Cross-Account Manager
Cross-Account Manager

Step 3. Onboard Policies and Roles

After you launch the solution in both the master and sub-account, upload the necessary roles and policies to onboard a sub-account. The Cross-Account Manager solution package includes a set of predefined role and policy files that you can use as a framework for onboarding sub-accounts. Go to the GitHub repository to download these files.

  1. Prepare the applicable policy file(s). All policy files used in this solution must be in JSON format and follow the guidelines outlined in the IAM User Guide.

  2. Prepare the applicable YAML-formatted role file(s).

    A sample role.yaml file is shown below.

    roles: - #Role name Prod-Administrator : #Action add or remove action : add #Reference to JSON policy file in custom_policy folder policy : Administrator.json #Optional: apply this role to only accounts in this group accountgroup : production Dev-Administrator : action : add policy : Administrator.json accountgroup : development Read-Only : action : add policy : Read-Only.json

    The accountgroup field is optional. Roles without a specific account group are assigned to all sub-accounts that the solution manages. Roles with an account group will be assigned only to accounts in that group, i.e., accounts with a matching accountgroup value. This helps you create account groupings and apply consistent roles to those accounts.

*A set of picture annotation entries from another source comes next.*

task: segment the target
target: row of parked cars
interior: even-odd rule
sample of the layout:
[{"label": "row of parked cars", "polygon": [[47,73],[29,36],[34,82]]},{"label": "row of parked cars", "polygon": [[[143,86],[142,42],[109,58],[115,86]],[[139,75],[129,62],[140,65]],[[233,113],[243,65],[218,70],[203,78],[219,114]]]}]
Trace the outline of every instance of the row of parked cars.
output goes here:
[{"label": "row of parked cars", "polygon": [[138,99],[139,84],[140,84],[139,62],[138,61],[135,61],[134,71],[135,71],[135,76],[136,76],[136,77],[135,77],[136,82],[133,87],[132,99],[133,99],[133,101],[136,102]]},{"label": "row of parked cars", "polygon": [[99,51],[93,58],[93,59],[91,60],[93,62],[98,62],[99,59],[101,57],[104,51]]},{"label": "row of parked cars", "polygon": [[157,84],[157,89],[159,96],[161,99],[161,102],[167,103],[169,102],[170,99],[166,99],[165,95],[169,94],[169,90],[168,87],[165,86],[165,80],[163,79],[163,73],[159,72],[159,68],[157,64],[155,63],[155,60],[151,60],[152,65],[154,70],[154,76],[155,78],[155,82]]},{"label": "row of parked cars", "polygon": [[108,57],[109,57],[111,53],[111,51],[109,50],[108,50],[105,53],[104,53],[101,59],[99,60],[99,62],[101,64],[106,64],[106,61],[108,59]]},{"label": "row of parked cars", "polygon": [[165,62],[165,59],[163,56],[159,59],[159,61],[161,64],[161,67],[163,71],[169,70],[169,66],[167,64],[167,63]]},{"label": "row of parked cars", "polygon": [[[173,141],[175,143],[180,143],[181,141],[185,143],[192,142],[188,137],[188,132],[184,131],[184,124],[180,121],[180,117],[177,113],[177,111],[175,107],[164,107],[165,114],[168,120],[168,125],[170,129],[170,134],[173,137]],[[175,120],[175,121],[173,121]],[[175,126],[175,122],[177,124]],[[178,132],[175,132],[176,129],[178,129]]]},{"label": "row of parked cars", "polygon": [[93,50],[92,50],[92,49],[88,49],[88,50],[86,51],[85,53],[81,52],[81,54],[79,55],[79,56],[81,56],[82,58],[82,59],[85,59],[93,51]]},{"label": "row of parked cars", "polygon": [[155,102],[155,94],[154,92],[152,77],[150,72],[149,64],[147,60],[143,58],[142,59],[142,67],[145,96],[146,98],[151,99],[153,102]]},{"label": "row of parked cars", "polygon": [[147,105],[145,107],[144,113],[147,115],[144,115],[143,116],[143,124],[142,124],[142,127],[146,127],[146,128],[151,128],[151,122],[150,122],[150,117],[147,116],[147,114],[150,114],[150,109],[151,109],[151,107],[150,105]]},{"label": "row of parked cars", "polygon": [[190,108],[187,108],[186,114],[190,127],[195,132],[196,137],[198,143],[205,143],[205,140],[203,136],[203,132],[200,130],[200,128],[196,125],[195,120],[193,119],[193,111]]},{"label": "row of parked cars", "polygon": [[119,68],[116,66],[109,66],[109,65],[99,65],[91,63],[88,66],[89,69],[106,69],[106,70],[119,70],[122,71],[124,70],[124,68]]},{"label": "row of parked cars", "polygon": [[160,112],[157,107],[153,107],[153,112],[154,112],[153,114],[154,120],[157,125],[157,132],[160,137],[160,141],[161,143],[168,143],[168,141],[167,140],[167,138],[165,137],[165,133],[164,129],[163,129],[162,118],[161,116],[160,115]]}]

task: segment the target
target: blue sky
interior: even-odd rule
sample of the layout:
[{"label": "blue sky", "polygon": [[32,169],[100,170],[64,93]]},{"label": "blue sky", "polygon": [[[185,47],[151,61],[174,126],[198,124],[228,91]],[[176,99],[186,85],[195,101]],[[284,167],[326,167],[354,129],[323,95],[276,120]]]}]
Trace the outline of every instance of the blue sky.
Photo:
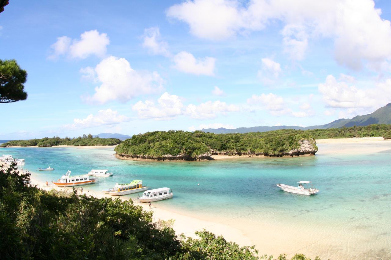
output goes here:
[{"label": "blue sky", "polygon": [[321,125],[391,102],[388,1],[11,1],[0,139]]}]

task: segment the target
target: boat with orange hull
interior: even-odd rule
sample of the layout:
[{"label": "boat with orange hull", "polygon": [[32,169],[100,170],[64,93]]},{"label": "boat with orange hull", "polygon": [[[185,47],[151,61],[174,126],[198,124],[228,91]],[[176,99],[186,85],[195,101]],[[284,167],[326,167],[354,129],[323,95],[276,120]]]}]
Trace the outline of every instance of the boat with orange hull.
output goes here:
[{"label": "boat with orange hull", "polygon": [[98,181],[96,179],[90,178],[87,175],[71,176],[71,171],[68,171],[65,175],[56,181],[53,181],[53,184],[57,187],[72,187],[79,185],[87,185],[95,183]]}]

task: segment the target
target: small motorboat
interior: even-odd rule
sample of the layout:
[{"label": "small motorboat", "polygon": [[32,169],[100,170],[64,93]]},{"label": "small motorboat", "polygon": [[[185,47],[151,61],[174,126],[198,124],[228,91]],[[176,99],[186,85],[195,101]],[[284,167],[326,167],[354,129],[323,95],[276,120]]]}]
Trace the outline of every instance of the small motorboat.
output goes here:
[{"label": "small motorboat", "polygon": [[173,195],[172,191],[169,188],[160,188],[146,191],[143,194],[143,196],[138,199],[141,203],[149,201],[153,202],[170,199]]},{"label": "small motorboat", "polygon": [[[148,189],[148,187],[143,186],[143,181],[140,180],[135,180],[129,183],[125,184],[115,183],[115,185],[108,190],[107,193],[112,196],[119,196],[132,193],[136,193]],[[104,192],[106,193],[104,191]]]},{"label": "small motorboat", "polygon": [[299,185],[297,187],[279,183],[277,185],[284,191],[291,193],[296,193],[296,194],[310,195],[312,194],[315,194],[319,191],[319,190],[314,187],[312,184],[310,185],[310,188],[305,187],[303,185],[303,184],[306,185],[311,183],[311,182],[300,181],[298,182],[297,183],[299,183]]},{"label": "small motorboat", "polygon": [[56,181],[52,182],[57,187],[72,187],[79,185],[86,185],[97,182],[98,180],[90,178],[89,175],[84,174],[81,175],[71,176],[71,171],[68,171],[65,175]]},{"label": "small motorboat", "polygon": [[38,168],[37,169],[38,171],[53,171],[54,168],[49,166],[48,168]]},{"label": "small motorboat", "polygon": [[108,173],[108,170],[91,170],[91,171],[87,173],[90,176],[96,176],[97,177],[109,177],[113,175],[111,173]]}]

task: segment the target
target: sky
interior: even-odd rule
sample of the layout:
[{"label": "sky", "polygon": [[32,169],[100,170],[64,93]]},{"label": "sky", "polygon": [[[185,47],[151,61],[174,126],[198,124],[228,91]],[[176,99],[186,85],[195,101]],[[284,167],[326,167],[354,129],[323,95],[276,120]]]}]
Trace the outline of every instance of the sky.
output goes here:
[{"label": "sky", "polygon": [[308,126],[391,102],[391,3],[10,1],[0,139]]}]

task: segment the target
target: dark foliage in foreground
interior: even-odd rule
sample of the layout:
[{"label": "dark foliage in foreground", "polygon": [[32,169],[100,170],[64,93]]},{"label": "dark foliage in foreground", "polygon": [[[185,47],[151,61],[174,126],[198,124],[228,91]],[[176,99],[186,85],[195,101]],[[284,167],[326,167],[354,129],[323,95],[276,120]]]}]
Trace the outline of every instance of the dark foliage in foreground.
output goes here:
[{"label": "dark foliage in foreground", "polygon": [[198,239],[177,237],[131,200],[48,192],[29,181],[14,165],[0,169],[0,259],[273,259],[204,230]]},{"label": "dark foliage in foreground", "polygon": [[83,137],[79,136],[77,138],[71,139],[69,137],[60,138],[58,136],[54,136],[52,138],[45,137],[40,139],[30,139],[30,140],[17,140],[9,141],[1,146],[34,146],[37,145],[40,147],[54,146],[57,145],[72,145],[74,146],[86,146],[90,145],[115,145],[122,142],[117,138],[100,138],[99,137],[93,137],[92,135],[83,135]]}]

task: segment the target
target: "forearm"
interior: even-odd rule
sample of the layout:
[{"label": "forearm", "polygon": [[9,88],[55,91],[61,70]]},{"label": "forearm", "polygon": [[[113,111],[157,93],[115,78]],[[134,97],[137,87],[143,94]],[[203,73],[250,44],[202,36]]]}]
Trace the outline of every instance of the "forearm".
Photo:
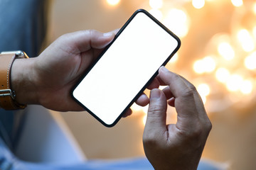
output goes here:
[{"label": "forearm", "polygon": [[16,59],[11,71],[11,89],[20,104],[38,104],[34,62],[36,58]]}]

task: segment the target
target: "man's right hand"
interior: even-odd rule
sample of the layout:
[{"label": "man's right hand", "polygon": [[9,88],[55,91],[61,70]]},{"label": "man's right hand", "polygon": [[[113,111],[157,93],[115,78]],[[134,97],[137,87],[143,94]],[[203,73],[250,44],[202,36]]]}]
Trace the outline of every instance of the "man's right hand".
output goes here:
[{"label": "man's right hand", "polygon": [[[157,79],[168,86],[151,91],[146,156],[155,169],[196,169],[212,127],[201,98],[193,85],[164,67]],[[176,108],[176,124],[166,125],[167,103]]]}]

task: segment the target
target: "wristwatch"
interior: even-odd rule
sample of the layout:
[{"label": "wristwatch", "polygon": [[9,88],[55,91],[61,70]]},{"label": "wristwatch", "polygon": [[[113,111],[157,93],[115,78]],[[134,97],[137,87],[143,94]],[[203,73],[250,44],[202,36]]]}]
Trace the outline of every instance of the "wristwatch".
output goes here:
[{"label": "wristwatch", "polygon": [[16,110],[26,108],[26,105],[15,101],[15,91],[11,90],[11,69],[15,59],[28,58],[22,51],[2,52],[0,53],[0,108]]}]

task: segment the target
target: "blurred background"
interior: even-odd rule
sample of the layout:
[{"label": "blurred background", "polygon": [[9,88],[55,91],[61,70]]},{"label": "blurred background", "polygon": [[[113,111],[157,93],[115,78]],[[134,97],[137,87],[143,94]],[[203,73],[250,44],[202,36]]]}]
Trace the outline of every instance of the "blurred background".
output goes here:
[{"label": "blurred background", "polygon": [[[231,169],[256,166],[256,2],[250,0],[53,0],[48,43],[79,30],[108,32],[144,8],[181,40],[166,67],[197,87],[213,123],[203,157]],[[146,91],[146,94],[149,91]],[[105,128],[86,112],[63,113],[88,159],[144,156],[146,107]],[[176,121],[168,109],[168,123]]]}]

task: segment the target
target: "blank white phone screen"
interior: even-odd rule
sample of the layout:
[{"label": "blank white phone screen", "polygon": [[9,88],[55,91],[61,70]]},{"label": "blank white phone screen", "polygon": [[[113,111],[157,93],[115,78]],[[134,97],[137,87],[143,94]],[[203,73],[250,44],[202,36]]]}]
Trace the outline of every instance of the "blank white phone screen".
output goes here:
[{"label": "blank white phone screen", "polygon": [[139,12],[73,95],[97,119],[111,125],[178,45],[171,35]]}]

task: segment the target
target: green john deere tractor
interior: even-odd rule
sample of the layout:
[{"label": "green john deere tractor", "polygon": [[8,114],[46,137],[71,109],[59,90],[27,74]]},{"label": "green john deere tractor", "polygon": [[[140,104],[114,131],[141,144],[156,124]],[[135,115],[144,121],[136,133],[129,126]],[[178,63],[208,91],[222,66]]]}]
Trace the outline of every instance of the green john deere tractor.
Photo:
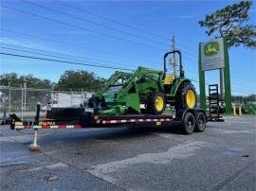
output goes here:
[{"label": "green john deere tractor", "polygon": [[[168,75],[166,59],[179,56],[179,76]],[[174,62],[174,74],[175,63]],[[164,71],[138,67],[134,73],[115,72],[105,86],[88,102],[99,114],[161,114],[167,104],[175,110],[194,108],[196,93],[191,80],[184,77],[181,52],[164,55]]]}]

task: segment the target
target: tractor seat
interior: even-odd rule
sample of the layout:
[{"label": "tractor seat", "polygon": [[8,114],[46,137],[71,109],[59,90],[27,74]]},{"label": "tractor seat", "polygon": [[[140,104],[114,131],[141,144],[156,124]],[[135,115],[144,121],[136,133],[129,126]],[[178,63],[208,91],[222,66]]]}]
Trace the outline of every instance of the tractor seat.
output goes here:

    You must use unique role names for this solution, even across different account groups.

    This example file will create a CrossAccountManager-Prod-Administrator role that will be assigned to sub-accounts in the production account group. It will also create a CrossAccountManager-Dev-Administrator role that will be assigned to sub-accounts in the development account group, and a CrossAccountManager-Read-Only role that has access to all managed sub-accounts.

  3. Log in to the AWS Management Console of the master account, and open the Amazon S3 console.

  4. In the Amazon S3 configuration bucket (ConfigBucket output from Step 1), choose the custom_policy folder.

  5. Upload the sub-account policy file. Use the solution-generated AWS KMS key to encrypt the object during upload.


    Do not remove JSON policy files from the configuration bucket. The solution refers to them regularly to manage permissions.

  6. Go back to the configuration bucket and choose the role folder.

  7. Upload the sub-account role file. Use the solution-generated AWS KMS key to encrypt the object during upload.

  8. If the upload is successful, the solution will remove the role file from the configuration bucket. Check the role folder to confirm the file was received and removed. (It will remain in the bucket’s version history.) You can also check Amazon DynamoDB to confirm the account record(s) were added successfully.